León se murió hace unos días sin el reconocimiento que amerita, porque —aparte de ser un descomunal friolento— contaba con una característica escasamente chilena: escribir sencillo y preciso, como un telegrafista melancólico y sarcástico.

Toda su obra —ocho libros— refiere azares cotidianos: pupitres de liceos nortinos, sueños que no prosperaron, amores divertidos o penosos, trenes que llevan al sur, púgiles de Valdivia, peluqueros de Valparaíso, calles de Iquique y marcas de cigarrillos que ya no existen.

De sus libros El hombre de Playa Ancha (Meridiana Editorial) y Algunos días... (Ediciones Universitarias de Valparaíso), ofrecemos aquí algunos pasajes.

 



Casa de dos puertas

Las casas, como los trajes, adquieren al cabo de cierto tiempo la personalidad de sus propietarios.

Tal ocurría con la de mi amigo N.N., construida ad hoc en la empinada ladera de un cerro, para evitar, según confesión propia, la visita de su suegra, a la sazón enferma de reumatismo.

Era una casa con alma de corredor, pues tenía una puerta en cada extremo.
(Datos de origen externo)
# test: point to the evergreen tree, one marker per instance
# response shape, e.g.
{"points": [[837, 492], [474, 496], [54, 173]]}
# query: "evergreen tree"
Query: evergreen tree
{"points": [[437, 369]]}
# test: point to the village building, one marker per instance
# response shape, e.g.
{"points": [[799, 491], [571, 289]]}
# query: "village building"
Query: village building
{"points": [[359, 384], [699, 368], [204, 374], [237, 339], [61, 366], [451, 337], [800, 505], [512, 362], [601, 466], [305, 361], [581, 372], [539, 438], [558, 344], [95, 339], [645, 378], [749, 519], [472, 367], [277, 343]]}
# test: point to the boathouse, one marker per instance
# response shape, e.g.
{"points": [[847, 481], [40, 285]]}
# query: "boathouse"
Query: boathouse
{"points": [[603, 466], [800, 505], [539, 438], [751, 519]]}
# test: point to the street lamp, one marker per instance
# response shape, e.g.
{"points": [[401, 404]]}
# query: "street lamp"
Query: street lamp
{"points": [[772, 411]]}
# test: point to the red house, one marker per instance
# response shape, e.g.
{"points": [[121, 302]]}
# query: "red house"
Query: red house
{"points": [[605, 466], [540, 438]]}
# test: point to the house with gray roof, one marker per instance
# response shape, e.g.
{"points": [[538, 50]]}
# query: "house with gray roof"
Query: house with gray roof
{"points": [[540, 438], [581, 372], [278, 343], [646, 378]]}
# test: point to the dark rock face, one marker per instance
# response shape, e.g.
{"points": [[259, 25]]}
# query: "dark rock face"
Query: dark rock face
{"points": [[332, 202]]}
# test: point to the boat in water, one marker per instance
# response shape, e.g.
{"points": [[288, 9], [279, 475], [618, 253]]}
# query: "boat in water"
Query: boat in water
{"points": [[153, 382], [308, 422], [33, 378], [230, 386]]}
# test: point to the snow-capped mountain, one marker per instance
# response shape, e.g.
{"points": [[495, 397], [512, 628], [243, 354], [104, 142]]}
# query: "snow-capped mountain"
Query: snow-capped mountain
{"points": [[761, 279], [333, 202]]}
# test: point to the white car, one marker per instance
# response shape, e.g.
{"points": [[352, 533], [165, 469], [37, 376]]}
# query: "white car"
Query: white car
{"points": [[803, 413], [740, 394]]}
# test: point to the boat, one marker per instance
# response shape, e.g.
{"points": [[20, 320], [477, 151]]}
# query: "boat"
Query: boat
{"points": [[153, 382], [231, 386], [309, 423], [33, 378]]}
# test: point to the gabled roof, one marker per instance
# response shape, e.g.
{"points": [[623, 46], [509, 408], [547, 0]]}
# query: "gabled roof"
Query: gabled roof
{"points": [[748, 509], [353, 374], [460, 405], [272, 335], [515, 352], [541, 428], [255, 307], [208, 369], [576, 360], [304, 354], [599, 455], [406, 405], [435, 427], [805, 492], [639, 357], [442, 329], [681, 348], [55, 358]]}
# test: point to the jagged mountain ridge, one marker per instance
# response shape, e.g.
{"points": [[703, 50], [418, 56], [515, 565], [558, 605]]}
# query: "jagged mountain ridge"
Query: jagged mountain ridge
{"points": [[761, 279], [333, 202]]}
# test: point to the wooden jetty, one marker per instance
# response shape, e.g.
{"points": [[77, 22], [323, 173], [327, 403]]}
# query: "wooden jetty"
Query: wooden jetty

Por ella circulaba una población abigarrada, de curiosos relieves, imprevista: cuidadores nocturnos de enfermos, monologuistas sin contrata, santeros, licoristas, amigos de los perseguidos de toda índole. Mi amigo era dirigente de una organización un tanto excéntrica.

La tertulia resultaba siempre inusitada y novedosa. Todo el mundo podía echar su cuarto de espadas. Se hablaba en forma personalísima de los temas más diversos.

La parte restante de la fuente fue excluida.